C’est bizarre car en France on n’est pas très habitués à ça. Je veux dire qu’il me semble que globalement la mixité sociale est plus grande. Mais j’insiste encore sur le fait que quartier noir ne vaut pas forcément dire quartier pauvre (autant que nous puissions en juger de l’extérieur) : il y avait par exemple autant de belles voitures sur le parking de ce côté-ci de l’autoroute que de l’autre côté…
En fait on reste beaucoup plus dans sa community. Cette notion de community ne se limite pas aux questions de «race» et de « couleur », chacun a une ou plusieurs community, qui peut être son voisinage, son université où il a fait ses études ou son église… Et chacun s’appuie beaucoup sur ses communities. C’est une notion que nous avons encore un peu de mal à appréhender, qui est à la fois séduisante (car cela sous-entend de l’entraide et un groupe soudé dans un pays réputé individualiste) mais qui nous semble aussi réductrice puisqu’on est censé avoir un a priori positif envers les membres de sa community, mais alors quid du libre arbitre ? Mais il doit y avoir des subtilités que nous n’avons pas encore cernées… En tout cas le quartier géographique de Druid Hill semble être essentiellement dédié à la community noire… Mais cela reste à confirmer.

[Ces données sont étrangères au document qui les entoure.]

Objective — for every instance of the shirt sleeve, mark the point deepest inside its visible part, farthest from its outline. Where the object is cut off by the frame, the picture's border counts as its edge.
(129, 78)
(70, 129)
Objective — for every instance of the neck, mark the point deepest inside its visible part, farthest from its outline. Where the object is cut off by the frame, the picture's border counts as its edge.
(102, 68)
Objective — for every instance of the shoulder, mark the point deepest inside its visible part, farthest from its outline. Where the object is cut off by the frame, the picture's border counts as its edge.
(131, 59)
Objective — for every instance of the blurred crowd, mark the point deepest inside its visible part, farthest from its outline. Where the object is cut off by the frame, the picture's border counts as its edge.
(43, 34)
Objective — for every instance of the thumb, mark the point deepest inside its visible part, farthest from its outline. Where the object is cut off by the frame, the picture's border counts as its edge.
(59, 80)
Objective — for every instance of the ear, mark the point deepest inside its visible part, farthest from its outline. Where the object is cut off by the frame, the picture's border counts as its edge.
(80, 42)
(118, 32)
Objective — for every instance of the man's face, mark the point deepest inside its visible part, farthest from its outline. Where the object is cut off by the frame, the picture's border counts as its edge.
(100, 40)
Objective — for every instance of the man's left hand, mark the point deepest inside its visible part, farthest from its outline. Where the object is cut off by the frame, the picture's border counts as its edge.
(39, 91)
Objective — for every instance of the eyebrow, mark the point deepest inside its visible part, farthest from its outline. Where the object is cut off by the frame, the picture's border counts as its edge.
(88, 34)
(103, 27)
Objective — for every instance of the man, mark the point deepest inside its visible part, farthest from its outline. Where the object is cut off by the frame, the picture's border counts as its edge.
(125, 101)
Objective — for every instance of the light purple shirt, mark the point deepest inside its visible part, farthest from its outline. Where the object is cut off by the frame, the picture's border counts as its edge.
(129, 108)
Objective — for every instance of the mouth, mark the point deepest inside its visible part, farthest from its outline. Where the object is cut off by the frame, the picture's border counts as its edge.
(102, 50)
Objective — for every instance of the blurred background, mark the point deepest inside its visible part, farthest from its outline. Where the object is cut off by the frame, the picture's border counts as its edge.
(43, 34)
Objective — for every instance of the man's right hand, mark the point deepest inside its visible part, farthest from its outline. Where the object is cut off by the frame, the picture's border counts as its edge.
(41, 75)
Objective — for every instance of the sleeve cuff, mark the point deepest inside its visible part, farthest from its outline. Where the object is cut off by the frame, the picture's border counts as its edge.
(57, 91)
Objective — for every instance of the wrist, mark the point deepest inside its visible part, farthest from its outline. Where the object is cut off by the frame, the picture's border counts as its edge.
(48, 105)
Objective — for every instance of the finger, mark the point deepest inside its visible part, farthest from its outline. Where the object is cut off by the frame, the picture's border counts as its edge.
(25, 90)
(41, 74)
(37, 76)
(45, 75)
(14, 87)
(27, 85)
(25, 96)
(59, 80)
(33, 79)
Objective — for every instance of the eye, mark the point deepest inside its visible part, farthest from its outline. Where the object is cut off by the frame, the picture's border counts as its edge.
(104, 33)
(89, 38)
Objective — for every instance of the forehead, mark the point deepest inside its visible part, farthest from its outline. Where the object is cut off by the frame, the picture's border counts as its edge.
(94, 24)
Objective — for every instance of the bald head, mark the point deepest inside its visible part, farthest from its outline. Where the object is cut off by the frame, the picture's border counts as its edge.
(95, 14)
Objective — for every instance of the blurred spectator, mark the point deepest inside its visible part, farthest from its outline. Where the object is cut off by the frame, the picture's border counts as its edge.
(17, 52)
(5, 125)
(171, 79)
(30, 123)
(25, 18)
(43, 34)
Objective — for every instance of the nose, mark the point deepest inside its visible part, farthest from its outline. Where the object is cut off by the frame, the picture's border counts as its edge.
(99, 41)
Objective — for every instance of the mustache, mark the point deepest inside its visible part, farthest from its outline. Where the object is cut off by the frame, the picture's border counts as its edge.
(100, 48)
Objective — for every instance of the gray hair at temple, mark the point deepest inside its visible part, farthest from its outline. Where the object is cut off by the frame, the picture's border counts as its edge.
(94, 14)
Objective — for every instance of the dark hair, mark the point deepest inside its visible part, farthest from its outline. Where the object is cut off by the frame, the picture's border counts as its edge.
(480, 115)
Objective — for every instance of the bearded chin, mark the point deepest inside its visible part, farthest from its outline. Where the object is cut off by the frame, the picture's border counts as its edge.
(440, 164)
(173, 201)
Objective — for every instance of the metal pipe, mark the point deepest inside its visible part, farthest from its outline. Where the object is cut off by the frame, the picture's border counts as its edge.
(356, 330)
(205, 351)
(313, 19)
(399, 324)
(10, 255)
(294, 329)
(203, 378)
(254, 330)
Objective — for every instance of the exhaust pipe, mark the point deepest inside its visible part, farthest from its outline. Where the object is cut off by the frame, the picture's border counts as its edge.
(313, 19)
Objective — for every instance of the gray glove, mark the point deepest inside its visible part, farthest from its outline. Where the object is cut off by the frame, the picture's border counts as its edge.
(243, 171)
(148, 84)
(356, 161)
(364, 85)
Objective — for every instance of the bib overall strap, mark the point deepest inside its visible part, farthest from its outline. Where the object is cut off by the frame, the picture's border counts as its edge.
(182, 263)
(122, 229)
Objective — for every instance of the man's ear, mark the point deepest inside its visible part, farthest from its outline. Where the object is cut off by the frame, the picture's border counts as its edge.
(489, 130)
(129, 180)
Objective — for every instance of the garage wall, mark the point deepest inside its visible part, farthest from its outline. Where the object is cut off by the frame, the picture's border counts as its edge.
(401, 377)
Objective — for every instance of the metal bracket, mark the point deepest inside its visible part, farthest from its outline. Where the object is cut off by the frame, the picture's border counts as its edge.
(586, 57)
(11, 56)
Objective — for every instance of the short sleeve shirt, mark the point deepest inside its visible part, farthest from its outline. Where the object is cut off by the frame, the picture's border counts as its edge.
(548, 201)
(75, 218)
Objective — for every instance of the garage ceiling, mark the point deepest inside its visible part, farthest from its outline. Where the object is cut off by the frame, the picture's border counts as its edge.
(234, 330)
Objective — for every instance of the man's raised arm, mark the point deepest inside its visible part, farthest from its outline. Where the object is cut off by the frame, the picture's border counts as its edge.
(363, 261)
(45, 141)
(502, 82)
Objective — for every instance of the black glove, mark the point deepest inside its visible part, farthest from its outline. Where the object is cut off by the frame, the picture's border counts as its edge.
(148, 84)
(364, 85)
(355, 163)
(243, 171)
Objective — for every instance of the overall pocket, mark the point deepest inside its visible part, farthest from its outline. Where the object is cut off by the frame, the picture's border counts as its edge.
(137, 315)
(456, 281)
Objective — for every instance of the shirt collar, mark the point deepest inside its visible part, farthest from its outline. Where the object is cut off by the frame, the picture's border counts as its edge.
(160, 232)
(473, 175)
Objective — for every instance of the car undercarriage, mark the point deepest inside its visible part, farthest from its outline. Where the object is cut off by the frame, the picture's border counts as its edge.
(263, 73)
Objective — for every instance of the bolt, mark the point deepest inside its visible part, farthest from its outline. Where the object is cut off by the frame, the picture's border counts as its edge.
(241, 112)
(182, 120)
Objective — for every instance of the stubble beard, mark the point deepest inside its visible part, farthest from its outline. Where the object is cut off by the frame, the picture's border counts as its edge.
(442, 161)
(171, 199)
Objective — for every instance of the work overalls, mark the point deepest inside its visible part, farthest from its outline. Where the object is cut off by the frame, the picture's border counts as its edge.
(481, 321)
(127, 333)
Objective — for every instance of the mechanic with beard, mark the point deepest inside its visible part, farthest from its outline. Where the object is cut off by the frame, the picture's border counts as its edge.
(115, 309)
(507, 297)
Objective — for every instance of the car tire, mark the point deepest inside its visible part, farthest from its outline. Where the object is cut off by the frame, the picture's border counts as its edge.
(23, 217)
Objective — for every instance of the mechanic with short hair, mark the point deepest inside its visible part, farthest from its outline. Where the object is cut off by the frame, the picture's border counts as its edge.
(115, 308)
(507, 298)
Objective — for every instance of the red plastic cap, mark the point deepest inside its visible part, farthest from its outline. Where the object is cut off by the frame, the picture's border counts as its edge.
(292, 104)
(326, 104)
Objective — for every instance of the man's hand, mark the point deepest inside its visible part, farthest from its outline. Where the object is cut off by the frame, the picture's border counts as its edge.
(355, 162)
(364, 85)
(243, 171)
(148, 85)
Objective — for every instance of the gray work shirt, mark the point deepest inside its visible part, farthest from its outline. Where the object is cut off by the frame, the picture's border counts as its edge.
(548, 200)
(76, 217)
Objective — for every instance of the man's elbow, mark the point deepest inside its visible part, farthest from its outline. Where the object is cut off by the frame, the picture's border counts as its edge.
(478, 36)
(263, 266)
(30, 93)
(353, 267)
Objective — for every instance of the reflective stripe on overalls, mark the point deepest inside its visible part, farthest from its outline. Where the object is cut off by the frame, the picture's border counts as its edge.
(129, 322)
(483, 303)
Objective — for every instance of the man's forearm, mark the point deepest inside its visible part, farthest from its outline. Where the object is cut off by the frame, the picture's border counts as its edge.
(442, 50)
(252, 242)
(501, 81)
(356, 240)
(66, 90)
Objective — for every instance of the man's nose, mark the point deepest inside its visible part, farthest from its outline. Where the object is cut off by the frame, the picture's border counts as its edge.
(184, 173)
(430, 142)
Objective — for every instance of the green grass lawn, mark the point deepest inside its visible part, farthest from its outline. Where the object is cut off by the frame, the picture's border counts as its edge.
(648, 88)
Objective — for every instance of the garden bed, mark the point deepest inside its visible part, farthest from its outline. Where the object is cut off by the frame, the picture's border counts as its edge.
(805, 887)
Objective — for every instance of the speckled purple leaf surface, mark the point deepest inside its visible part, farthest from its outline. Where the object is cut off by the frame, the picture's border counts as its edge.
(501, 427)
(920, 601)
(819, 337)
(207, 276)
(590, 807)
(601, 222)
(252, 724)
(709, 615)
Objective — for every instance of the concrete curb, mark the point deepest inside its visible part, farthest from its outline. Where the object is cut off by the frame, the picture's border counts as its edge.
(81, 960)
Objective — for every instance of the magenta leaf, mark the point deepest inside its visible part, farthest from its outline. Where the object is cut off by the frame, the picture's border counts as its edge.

Une dernière chose : en France où il est interdit de faire des statistiques « raciales », à chaque fois qu’on peut évoquer ces questions, on peut être suspecté de racisme. Ce n’est évidemment pas mon propos ici et je trouve que le racisme est une des choses les plus hideuses au monde. Mais ici aux États-Unis comme chacun le sait un autre choix a été fait : celui de traiter le sujet et si j’ose dire prendre le taureau par les cornes et poser clairement la question de la place de chaque population dans la société. Et c’est bien dans ce sens que j’aborde ces questions ici.”
2 Comments
Anonyme
I think this is a common phenomenon throughout the US.
Todd
Mitra
Hi Todd,
Maybe it's common and usual for Americans, but it is quite surprising for French people. Higher mixity in France is probably a consequence of "French assimilation" ideal.